Недолго длился бой, их тут же смяли,

Накинувшись со всех сторон, как тать.

Больных цингой и раненых не били,

Иных повесили в лучах зари,

Кого-то в прорубь, привязав к ним гири,

Застрельщиков по кельям развели….

Дремотный час. Порой неодолим он,

Зимой, особенно на холоде, сонлив….

Той ночью тёмной северной и длинной

Обычные дозоры стерегли.

Был старшим стражником назначен Логин,

Стрелецкий сотник из монастыря.

Посты проверив, лёг и без тревоги

Заснул на лавке сном богатыря.

Окутал мрак невиданный округу,

Поднялся ветер, снег пошёл густой,

Дозорные не слышали друг друга,

Не видели, что было под стеной.

«Возстане, Логин! Спишь почто беспечно?

Се воинство приидет скоро в град», –

Очнулся он, услышав человечий

Голос. Глянул – тихо. Стражники стоят.

Улёгся вновь, перекрестившись, сотник,

В другой раз слышит голос он подряд:

«Возстане, Логин! Зорок будь сегодня,

Се ратных воинство уже у врат».

И вновь во сне он голос тот же слышит,

Теперь его не просят, а бранят:

«Возстане, Логин!
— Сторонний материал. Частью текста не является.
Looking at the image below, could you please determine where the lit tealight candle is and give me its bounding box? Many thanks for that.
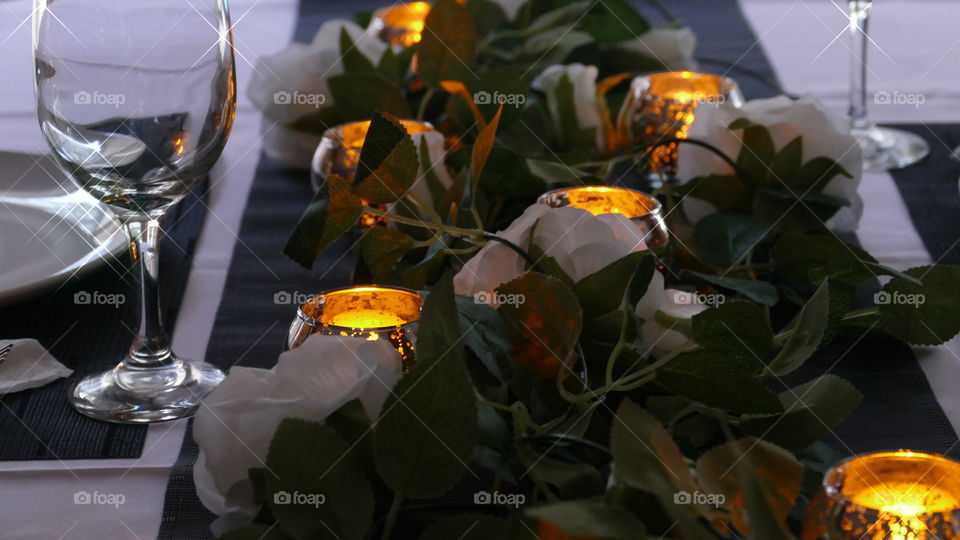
[537,186,670,248]
[803,451,960,540]
[287,285,423,366]
[620,71,743,182]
Что беспечно спишь ты?

Се ратные вошли уже во град!».

Собравшись скоро и, дрожа от страха,

Примчался сотник к старцам, рассказал…

Да поздно всё! Топор уже над плахой…,

Лишь взмах один – не плачь по волосам.

Допрашивал всех стольник лично только,

Глаза в глаза, чтоб вглубь их заглянуть.

Понять хотел неслыханную стойкость…,

Сумел бы он, на месте старцев будь?

«Тащите главного сюда над стражей, –

Велел Мещеринов стрельцам своим, –

Пускай сначала обо всём расскажет,

Потом решу уже, что делать с ним».

Ввели стрельца в разорванном кафтане,

Лицо в подтёках, ссадинах, крови…

«Ответь-ка, молодец, каких ты званий?